Last week I participated in an informal "bake off". Initially I was asked to bake brownies, which scared me as my friend is known to make the "best brownies EVER". This is true; her brownies are rich and decadent with a mouthful of solid chocolate in every bite. How could I compete with a batch of knock-offs? The only way that I could survive this bake off with dignity in tact was if I baked brownies with a twist. Recipes that came to mind were blondies, peanut butter swirl brownies and cookie dough brownies. Luckily, a couple of days before the bake off I was requested to bake my dark chocolate cookies. Phew. I escaped baking-social suicide (?).
My friend brought her infamous brownies at the bake off. They were delectable and stole everyone's breath away. My dark chocolate cookies stood out in the 'biscuit category' but were overshadowed by said brownies and a batch of ice-cream cupcakes. Sigh. The dark chocolate cookies didn't stand a chance.
Anyway, these are a batch of brownies with a twist.
Chocolate Cheesecake Brownies
(Adapted from Donna Hay)
- 185 g butter, melted
- 1/4 cup cocoa powder, sifted
- 1 cup caster sugar
- 2 eggs
- 1 cup plain flour, sifted
- 285 g cream cheese, chopped and softened
- 1/3 cup caster sugar
- 2 eggs
- Preheat oven to 160C.
- Place butter, cocoa, sugar, eggs and flour in a bowl and mix well until smooth.

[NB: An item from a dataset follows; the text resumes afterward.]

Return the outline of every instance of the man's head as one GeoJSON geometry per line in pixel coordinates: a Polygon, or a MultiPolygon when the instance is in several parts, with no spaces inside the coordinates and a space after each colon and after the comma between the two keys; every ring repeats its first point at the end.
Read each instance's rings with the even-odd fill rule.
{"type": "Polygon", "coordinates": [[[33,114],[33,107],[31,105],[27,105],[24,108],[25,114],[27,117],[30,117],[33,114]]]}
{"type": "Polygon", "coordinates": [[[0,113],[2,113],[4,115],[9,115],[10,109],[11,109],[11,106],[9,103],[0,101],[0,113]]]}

Spoon into a 20cm-square slice tin lined with non-stick baking paper.
- To make the cheesecake, process cream cheese with sugar and eggs in a food processor until smooth.
- Place large spoonfuls of the cheesecake mixture on top of the chocolate mixture and swirl with a butter knife.
- Bake for 45-50 minutes or until set. Cool in the tin. Cut into squares to serve.